Não são apenas os baixos salários. Há indícios de que esteja adquirindo proporções epidêmicas o
fenômeno da indisciplina e da violência em salas de aula, com maior gravidade em escolas da rede
pública. É patente a necessidade de providências, mas ninguém -poder público, sindicatos, pais ou
educadores- sabe ao certo como reagir.
A deterioração dos relacionamentos em classe tem como sintoma mais visível o estresse dos professores
-alguns deles submetidos a situações extremas, como ameaças de morte.
Por mais que se imagine a ocorrência de abusos na concessão de licenças médicas por problemas
emocionais, os números chamam a atenção. De janeiro a julho deste ano elas chegaram a 19.500 na rede
estadual de São Paulo.
A cifra corresponde a 92 afastamentos por dia. Mesmo ponderado como percentual do conjunto de
mestres da rede estadual (220 mil), o índice é alto: 8,9% do corpo docente afastado ao longo de sete
meses. Pior: a cifra desse período de 2010 representa 70% do total de casos do ano anterior, o que sugere
uma aceleração do problema.
O governo estadual precisa fazer algo a respeito, mas o alcance de sua ação é limitado. Seria um bom
começo melhorar as condições gerais de trabalho, aprofundando as políticas de reduzir a um mínimo as
vagas de professor temporário e de valorizar a função, por meio de aumentos na remuneração básica ou
de prêmios por desempenho e requalificação.

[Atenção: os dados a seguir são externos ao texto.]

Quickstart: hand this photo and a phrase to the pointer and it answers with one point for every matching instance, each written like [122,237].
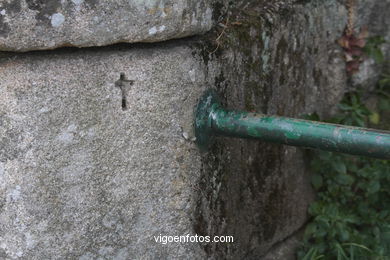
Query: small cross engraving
[121,83]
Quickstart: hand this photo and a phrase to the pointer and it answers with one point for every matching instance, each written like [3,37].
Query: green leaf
[373,186]
[339,166]
[316,181]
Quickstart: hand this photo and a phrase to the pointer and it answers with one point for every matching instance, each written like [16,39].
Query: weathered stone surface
[35,24]
[281,60]
[82,179]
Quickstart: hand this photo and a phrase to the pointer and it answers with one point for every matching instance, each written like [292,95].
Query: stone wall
[86,175]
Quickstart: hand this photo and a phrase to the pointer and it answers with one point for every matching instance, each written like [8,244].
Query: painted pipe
[212,120]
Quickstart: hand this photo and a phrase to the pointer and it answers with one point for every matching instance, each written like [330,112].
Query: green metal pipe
[214,120]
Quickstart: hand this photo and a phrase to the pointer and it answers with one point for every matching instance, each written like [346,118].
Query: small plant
[350,220]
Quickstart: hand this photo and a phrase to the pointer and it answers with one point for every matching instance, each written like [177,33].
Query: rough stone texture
[82,179]
[281,60]
[36,24]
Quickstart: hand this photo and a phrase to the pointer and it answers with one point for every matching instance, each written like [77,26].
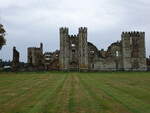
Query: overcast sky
[29,22]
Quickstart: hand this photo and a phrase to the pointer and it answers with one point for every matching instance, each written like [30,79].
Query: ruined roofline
[133,33]
[64,29]
[34,48]
[83,29]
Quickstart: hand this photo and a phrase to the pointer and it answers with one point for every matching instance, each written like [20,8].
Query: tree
[2,36]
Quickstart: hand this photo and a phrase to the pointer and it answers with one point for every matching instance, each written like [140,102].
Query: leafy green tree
[2,36]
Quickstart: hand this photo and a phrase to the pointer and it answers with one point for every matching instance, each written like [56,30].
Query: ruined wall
[35,55]
[133,51]
[83,49]
[15,61]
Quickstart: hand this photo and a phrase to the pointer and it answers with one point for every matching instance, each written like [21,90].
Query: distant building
[35,55]
[15,61]
[77,54]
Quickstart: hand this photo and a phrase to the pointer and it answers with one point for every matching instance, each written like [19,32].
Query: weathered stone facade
[77,54]
[35,55]
[15,60]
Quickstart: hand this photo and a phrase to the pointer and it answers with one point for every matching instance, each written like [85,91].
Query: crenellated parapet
[73,36]
[83,29]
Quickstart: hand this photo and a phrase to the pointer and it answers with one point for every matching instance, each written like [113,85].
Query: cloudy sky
[29,22]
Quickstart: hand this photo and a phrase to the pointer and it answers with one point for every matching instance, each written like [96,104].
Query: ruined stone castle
[77,54]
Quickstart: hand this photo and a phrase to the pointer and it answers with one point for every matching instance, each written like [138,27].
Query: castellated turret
[133,50]
[73,50]
[83,51]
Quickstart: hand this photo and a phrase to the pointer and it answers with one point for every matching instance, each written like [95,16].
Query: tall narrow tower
[64,49]
[83,49]
[133,51]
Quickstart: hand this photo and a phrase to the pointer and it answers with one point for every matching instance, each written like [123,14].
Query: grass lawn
[60,92]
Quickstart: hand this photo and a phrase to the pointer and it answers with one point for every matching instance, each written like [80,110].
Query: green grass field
[58,92]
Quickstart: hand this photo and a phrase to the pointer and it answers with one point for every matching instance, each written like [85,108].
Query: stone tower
[64,47]
[83,49]
[15,61]
[73,50]
[133,51]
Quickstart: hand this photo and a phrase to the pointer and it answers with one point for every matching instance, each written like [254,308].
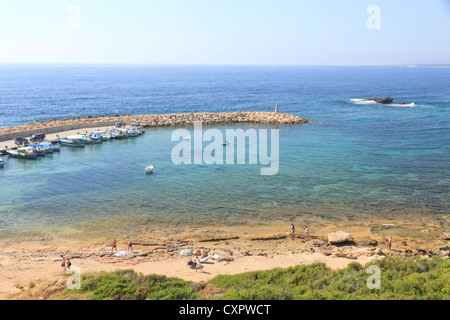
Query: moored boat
[22,153]
[149,169]
[95,138]
[71,142]
[38,148]
[79,137]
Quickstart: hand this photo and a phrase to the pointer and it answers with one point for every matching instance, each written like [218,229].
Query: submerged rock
[339,237]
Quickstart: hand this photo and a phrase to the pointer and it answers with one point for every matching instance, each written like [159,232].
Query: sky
[230,32]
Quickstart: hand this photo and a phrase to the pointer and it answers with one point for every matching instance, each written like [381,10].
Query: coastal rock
[339,237]
[152,120]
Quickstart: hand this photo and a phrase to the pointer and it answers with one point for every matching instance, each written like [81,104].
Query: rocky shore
[24,265]
[154,120]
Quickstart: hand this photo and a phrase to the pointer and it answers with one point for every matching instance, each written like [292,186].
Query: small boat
[95,138]
[79,137]
[39,149]
[114,134]
[105,135]
[132,131]
[71,142]
[56,147]
[149,169]
[22,153]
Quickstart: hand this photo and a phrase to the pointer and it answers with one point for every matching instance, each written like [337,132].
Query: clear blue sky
[273,32]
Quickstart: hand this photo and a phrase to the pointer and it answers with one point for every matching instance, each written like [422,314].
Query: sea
[353,160]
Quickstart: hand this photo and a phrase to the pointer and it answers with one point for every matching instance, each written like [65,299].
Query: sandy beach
[27,265]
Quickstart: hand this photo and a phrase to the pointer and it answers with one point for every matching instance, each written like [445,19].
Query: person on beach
[198,265]
[114,245]
[63,263]
[389,243]
[68,264]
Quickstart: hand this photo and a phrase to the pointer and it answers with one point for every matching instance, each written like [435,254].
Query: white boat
[79,137]
[105,135]
[39,149]
[95,138]
[114,134]
[71,142]
[23,153]
[132,131]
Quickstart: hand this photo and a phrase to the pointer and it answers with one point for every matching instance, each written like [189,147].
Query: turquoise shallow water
[351,159]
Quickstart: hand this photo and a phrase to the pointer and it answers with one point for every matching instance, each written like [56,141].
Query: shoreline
[25,265]
[27,259]
[152,121]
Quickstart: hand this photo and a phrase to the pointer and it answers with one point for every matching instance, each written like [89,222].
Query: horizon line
[225,64]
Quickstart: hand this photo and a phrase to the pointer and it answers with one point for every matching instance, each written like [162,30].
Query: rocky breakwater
[158,120]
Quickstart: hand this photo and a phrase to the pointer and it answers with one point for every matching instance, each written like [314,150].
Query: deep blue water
[371,157]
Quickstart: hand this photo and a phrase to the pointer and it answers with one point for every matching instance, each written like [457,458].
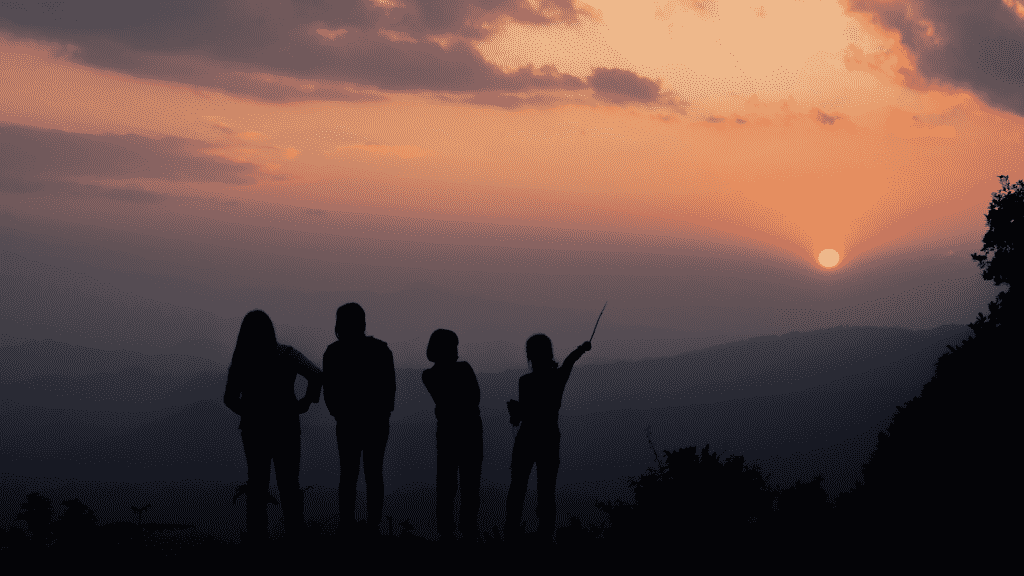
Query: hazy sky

No que toca ao problema específico da violência, aberta ou velada, o Estado pode pouco. Já se assinalou,
neste espaço, a necessidade de rever gradação, condições e limites das punições aplicáveis a estudantes,
além de serviços especializados de assistência ao professor. Cabe reconhecer, no entanto, que o alcance
de tais medidas será sempre restrito.
O fenômeno não é só da rede pública, nem exclusivamente paulista, muito menos brasileiro. Por toda
parte emergem conflitos entre os muros da escola, mesmo em países ricos, quase sempre em áreas onde
algum tipo de iniquidade ou exclusão se torna a regra -como nos subúrbios europeus com predomínio de
minorias oriundas de antigas colônias.
Não contribui para melhorar esse quadro a transformação em clichês de conceitos pedagógicos avessos a
reprimir ou cobrar desempenho de jovens estudantes. É preocupante também que as famílias tenham se
tornado tão disfuncionais. Muitos pais parecem encarar a escola e o professor como responsáveis pela boa
educação dos filhos, no sentido tradicional da expressão, que compreende o aprendizado de regras básicas
de convívio social.
Já se tornou lugar comum dizer que, sem o envolvimento dos pais, nenhuma escola tem futuro. Antes de
participar da vida escolar, contudo, cabe a eles assumir uma responsabilidade mais primária, que é
garantir que os próprios filhos reúnam condições de fazê-lo.